Unless the Trump administration can address the serious safety issues, fear of regime instability, and longstanding legal concerns, the president’s pledge to “take the oil” remains a giant question mark.

“I really don’t know, who are the players that win from this?” said Ed Hirs, an energy markets analyst and professor at the University of Houston. “It’s not obvious, that’s for sure.”

One Democratic House staffer who works on oil and gas issues described the entire conversation about Venezuelan oil as “kind of absurd.”

The global price of oil has dropped so low that companies have been laying off staff and slowing production, creating an environment that would make it difficult to justify billions of dollars in new production in a country with a notoriously unstable business environment.

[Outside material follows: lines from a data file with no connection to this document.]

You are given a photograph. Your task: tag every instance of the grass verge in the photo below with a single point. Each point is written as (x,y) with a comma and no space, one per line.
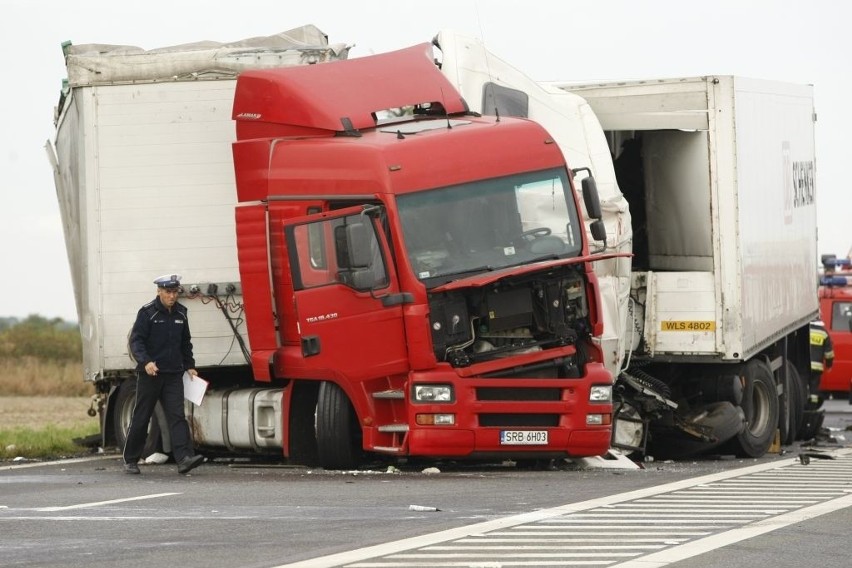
(44,443)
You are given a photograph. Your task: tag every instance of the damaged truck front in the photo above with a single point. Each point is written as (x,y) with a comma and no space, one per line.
(372,268)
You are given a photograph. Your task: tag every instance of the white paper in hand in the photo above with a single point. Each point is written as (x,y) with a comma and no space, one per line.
(194,388)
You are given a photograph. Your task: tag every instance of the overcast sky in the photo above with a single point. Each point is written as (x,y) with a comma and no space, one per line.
(804,42)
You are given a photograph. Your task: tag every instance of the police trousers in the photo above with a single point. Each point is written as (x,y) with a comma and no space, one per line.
(167,389)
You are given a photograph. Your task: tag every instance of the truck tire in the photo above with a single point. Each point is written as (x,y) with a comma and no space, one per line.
(337,429)
(760,407)
(125,401)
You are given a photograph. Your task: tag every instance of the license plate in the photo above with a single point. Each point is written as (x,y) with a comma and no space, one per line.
(523,437)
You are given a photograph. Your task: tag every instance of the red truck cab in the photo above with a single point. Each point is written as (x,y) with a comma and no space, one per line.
(835,307)
(416,277)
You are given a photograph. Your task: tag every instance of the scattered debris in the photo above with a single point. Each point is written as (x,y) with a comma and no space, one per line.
(157,458)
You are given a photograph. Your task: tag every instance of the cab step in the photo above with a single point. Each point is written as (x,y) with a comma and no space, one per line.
(390,394)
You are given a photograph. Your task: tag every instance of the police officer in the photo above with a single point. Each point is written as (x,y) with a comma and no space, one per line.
(822,357)
(161,345)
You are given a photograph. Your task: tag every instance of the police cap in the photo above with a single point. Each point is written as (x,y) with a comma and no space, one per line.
(168,281)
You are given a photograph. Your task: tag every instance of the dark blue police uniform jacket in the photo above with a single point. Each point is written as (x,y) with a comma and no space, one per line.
(163,337)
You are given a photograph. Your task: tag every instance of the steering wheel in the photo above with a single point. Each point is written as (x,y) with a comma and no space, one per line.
(536,233)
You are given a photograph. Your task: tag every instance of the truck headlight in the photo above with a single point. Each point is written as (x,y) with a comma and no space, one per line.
(600,393)
(433,393)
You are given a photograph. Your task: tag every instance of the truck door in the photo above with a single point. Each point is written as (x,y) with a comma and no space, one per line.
(347,299)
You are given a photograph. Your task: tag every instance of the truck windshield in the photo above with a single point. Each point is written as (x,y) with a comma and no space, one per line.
(489,224)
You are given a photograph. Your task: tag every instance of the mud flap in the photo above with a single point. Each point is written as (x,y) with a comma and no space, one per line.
(698,431)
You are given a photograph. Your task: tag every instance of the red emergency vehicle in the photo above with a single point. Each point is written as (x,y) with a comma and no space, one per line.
(835,306)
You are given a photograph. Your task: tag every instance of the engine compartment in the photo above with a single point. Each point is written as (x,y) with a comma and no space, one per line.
(515,315)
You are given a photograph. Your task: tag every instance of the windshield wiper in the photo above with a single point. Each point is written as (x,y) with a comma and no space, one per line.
(484,268)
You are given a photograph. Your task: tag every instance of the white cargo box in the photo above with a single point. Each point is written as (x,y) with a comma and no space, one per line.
(145,181)
(729,192)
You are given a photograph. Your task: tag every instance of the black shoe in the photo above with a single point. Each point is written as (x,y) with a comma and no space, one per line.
(189,463)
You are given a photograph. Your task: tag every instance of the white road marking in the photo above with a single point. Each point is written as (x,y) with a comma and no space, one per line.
(696,547)
(57,462)
(786,500)
(99,503)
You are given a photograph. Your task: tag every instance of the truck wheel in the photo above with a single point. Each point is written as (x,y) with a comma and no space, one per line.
(125,401)
(760,407)
(337,429)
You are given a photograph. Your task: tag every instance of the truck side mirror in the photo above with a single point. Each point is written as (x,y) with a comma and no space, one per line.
(358,245)
(591,198)
(598,230)
(355,254)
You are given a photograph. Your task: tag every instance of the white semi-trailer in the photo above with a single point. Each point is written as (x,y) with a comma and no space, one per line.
(709,182)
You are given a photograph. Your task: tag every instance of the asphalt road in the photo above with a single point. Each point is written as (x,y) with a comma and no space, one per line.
(88,513)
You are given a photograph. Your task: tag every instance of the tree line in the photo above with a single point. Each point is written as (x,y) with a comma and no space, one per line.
(40,338)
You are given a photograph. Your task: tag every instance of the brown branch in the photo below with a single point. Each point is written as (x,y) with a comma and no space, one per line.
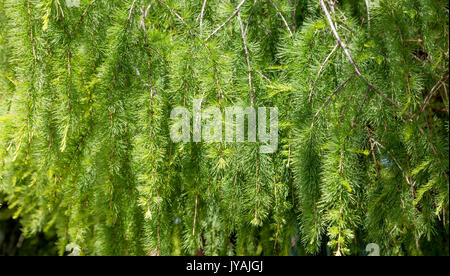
(82,17)
(330,97)
(201,16)
(250,76)
(433,90)
(320,71)
(235,12)
(282,18)
(173,12)
(352,61)
(31,31)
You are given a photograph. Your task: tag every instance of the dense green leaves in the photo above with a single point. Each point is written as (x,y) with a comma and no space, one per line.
(85,151)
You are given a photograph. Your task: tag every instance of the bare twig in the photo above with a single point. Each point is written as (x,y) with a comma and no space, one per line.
(235,12)
(433,90)
(360,107)
(31,31)
(352,61)
(282,18)
(368,13)
(82,17)
(173,12)
(201,16)
(330,97)
(250,76)
(320,71)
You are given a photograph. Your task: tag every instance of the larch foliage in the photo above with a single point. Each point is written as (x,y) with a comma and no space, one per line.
(86,93)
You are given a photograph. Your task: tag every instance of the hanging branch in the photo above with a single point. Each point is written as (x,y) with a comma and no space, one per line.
(82,17)
(331,96)
(320,71)
(235,12)
(250,76)
(201,16)
(368,13)
(431,94)
(282,17)
(350,58)
(31,31)
(173,12)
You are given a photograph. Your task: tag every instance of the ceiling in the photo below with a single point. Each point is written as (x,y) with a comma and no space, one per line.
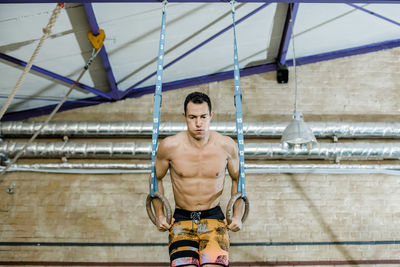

Oil companies are reporting declines in activity and continued pessimism about future outlooks, according to the two most recent quarterly energy surveys from the Dallas Federal Reserve.

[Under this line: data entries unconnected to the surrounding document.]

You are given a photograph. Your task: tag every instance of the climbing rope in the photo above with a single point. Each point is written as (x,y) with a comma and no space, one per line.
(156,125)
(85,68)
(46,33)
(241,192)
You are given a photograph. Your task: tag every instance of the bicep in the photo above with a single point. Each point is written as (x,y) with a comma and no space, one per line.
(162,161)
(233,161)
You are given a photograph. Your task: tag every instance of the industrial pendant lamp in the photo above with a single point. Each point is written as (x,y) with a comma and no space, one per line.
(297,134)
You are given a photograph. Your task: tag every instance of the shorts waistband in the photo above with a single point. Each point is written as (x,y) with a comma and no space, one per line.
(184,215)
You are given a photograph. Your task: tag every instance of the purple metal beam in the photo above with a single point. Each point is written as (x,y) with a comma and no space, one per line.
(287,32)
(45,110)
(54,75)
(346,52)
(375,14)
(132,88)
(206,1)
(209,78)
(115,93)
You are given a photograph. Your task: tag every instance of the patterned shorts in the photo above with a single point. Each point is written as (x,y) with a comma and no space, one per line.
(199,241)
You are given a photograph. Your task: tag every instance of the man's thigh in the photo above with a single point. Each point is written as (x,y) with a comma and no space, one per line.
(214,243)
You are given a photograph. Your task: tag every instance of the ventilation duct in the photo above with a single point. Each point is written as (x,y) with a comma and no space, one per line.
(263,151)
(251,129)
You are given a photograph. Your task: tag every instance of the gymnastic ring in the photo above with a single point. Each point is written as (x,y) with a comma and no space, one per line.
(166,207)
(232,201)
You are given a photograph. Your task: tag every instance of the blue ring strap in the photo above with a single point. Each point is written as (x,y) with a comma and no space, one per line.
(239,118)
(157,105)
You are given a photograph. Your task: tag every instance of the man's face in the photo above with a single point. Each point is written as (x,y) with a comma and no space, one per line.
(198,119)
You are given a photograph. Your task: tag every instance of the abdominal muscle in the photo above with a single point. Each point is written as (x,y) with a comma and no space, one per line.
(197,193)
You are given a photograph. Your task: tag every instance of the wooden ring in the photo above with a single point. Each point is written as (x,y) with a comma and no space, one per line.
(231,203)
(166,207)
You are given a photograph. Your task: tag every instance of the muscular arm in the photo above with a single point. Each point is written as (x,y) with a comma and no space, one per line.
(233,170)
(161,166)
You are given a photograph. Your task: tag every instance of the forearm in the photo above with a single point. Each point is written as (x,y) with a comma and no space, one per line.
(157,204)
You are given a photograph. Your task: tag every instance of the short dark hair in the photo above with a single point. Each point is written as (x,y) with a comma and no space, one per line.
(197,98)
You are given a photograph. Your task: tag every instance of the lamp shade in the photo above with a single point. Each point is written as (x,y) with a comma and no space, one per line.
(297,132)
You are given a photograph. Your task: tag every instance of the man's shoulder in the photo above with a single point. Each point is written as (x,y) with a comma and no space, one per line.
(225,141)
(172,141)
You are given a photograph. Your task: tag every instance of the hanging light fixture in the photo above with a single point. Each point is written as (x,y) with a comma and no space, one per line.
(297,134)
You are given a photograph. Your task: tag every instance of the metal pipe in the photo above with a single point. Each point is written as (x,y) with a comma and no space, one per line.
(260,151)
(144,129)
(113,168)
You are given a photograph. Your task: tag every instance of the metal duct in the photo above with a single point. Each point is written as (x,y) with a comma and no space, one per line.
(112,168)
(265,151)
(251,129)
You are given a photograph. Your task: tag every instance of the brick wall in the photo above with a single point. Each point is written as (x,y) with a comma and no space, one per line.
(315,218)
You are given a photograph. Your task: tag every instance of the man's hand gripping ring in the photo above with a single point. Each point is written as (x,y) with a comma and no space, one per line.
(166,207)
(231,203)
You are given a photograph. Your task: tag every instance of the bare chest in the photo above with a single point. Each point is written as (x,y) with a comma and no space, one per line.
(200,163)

“Decreasing oil prices are making many of our firm’s wells noneconomic,” one firm wrote in the most recent survey.

In that context, asking companies to invest billions to increase production in a different country and eventually drive global prices down further makes little sense, the House staffer said.

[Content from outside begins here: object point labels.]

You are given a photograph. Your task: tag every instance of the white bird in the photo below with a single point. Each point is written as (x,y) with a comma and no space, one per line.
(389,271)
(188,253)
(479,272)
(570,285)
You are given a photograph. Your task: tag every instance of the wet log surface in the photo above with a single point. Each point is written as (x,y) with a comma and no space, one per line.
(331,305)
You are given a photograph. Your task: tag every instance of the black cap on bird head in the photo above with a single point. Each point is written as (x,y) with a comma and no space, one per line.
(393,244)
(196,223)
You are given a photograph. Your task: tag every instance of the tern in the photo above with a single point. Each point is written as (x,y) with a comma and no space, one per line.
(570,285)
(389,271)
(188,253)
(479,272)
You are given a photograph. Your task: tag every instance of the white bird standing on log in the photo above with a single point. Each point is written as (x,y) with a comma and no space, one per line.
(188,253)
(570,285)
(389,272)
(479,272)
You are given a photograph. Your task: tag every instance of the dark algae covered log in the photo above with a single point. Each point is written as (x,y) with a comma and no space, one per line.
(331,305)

“The price, the economics of it, do not work out right now. Again, if they’re going to make any sort of significant investments, it’ll be years and years away,” this staffer said.

Trump suggested that the United States would subsidize investment in Venezuelan energy infrastructure during a Monday interview with NBC News.

A senior White House official said that outreach to oil companies has already begun and will continue, led by Energy Secretary Chris Wright and Secretary of State Marco Rubio.

On the record, White House spokesperson Taylor Rogers said that oil companies are “ready and willing to make big investments in Venezuela” and that “American oil companies will do an incredible job for the people of Venezuela and will represent the United States well.”

The only American oil company currently operating in Venezuela is Chevron, and it is the company best positioned to make some early investments that could boost production. Though Chevron has permission to operate in the country, it has not been allowed to invest, and changes on those restrictions could lead to upgrades that would increase oil output by a few hundred thousand barrels (a relatively small amount), Homayoun Falakshahi, head of crude oil analysis at data analytics firm Kpler said during an industry analysts’ briefing Tuesday.

Oil refineries on the Gulf Coast, which are designed to process the heavy crude specific to Venezuela, and not the light crude produced in the U.S. Permian Basin, would also benefit from an increased flow of Venezuelan crude oil.

But an industry source told NOTUS that those refineries view Venezuelan crude as a nice-to-have, not something they need or have been hoping for.

Ultimately, oil companies need stability, safety and a good legal framework to operate — and they also will need a clear financial incentive, according to a Tuesday report from Wood Mackenzie, a leading energy research and consulting firm.

The investment options in Venezuela offer none of those things — especially given the country’s history of nationalizing refineries, and the lack of clarity about the country’s leadership going forward.

“Venezuela is a long term play. Post-2030 the Permian may have peaked, other big sources may have depleted, so a giant resource is valuable. But it also means that none of this big, new production is happening anytime soon,” said David Goldwyn, chairman of the Atlantic Council Global Energy Center’s Energy Advisory Group and a former State Department envoy for international energy affairs.

The reality that Trump even suggested subsidies indicates the administration is aware of the complications of this venture.

“No company will build a business based on government subsidy,” Goldwyn said.